La jurisprudence récente des cours administratives d’appel montre une tendance à requalifier certaines opérations. Un marchand qui réalise des travaux lourds sur un bien ancien (restructuration complète, surélévation, changement de destination) peut voir son opération requalifiée en livraison d’immeuble neuf soumise à TVA sur le prix total, et non plus sur la marge.
Ce que la requalification change sur les frais
Si l’opération est requalifiée, le régime fiscal bascule entièrement. Les droits de mutation initialement réduits peuvent être remis en cause. La TVA sur le prix total remplace la TVA sur marge, ce qui augmente la charge fiscale de façon significative. Le notaire, de son côté, ne peut pas anticiper une requalification future lors de la rédaction de l’acte initial.
Pour limiter ce risque, la qualification exacte des travaux doit être documentée en amont, idéalement avec l’appui d’un avocat fiscaliste. La frontière entre rénovation lourde et construction neuve au sens fiscal n’est pas toujours intuitive.

Financement des frais d’acquisition : ce qui a changé côté banques
Depuis 2024, plusieurs établissements bancaires ont durci leurs critères pour les opérations de marchand de biens. Là où certains financeurs couvraient historiquement la totalité du prix d’achat (frais inclus), un apport couvrant les frais de notaire est désormais souvent exigé, surtout sur des biens décotés ou nécessitant de lourds travaux.
Cette évolution réduit l’effet de levier qui rendait l’activité de marchand de biens attractive avec peu de fonds propres. Un marchand qui achète un bien à 250 000 euros avec engagement de revendre paie des frais d’acquisition réduits, mais doit tout de même mobiliser cette somme en trésorerie propre avant même d’engager les travaux.
- Certains établissements demandent un apport représentant les frais de notaire plus une part du montant des travaux prévus.
- Les biens nécessitant une restructuration lourde font l’objet d’une analyse plus poussée du plan de revente.
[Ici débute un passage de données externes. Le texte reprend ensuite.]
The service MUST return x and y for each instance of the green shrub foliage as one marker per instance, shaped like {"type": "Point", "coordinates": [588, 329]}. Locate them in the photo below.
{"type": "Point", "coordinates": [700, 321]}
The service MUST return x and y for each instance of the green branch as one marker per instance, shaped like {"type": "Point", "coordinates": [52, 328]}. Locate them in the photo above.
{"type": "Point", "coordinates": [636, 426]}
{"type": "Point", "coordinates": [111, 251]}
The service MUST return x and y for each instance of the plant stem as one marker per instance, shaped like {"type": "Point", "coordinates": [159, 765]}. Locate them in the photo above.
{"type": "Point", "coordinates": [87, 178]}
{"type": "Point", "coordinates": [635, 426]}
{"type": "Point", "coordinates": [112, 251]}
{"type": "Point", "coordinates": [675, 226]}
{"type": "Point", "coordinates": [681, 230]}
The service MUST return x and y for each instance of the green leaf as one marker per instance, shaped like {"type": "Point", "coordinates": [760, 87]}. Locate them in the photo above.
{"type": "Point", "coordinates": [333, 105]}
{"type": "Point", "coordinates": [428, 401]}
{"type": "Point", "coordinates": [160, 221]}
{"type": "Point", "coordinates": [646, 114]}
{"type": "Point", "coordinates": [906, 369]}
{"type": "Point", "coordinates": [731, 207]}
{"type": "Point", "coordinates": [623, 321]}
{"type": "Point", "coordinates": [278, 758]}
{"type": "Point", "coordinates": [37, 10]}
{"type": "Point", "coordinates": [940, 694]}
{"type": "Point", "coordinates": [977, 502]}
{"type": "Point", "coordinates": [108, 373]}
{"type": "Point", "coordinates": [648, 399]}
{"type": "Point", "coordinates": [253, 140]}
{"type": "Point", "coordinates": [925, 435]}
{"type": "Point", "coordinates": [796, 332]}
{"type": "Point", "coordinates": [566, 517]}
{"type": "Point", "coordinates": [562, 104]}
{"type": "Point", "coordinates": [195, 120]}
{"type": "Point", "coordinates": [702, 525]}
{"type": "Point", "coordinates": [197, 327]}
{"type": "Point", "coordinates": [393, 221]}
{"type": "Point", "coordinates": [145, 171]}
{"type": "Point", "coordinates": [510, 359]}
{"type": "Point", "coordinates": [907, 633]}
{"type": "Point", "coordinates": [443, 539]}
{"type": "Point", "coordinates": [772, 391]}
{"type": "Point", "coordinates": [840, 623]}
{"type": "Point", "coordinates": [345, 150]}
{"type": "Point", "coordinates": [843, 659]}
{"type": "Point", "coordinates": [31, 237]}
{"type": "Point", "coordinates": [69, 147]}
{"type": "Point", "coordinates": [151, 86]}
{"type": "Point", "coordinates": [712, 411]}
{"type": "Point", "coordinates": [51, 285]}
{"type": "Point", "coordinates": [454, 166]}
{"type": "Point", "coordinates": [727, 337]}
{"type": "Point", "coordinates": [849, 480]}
- Le délai de déblocage des fonds s’allonge quand la banque demande une expertise préalable du bien.
Les frais de notaire réduits restent un avantage structurel du statut de marchand de biens. L’écart avec un achat classique se chiffre en milliers, parfois dizaines de milliers d’euros par opération. La contrepartie tient en deux mots : engagement et délai.
Chaque engagement pris dans l’acte notarié engage juridiquement et fiscalement. Dépasser le délai de revente déclenche un rappel de droits majoré, qui peut effacer tout le bénéfice de l’opération. Vérifier la faisabilité du calendrier de revente avant de signer l’acte d’achat reste le réflexe le plus rentable du métier.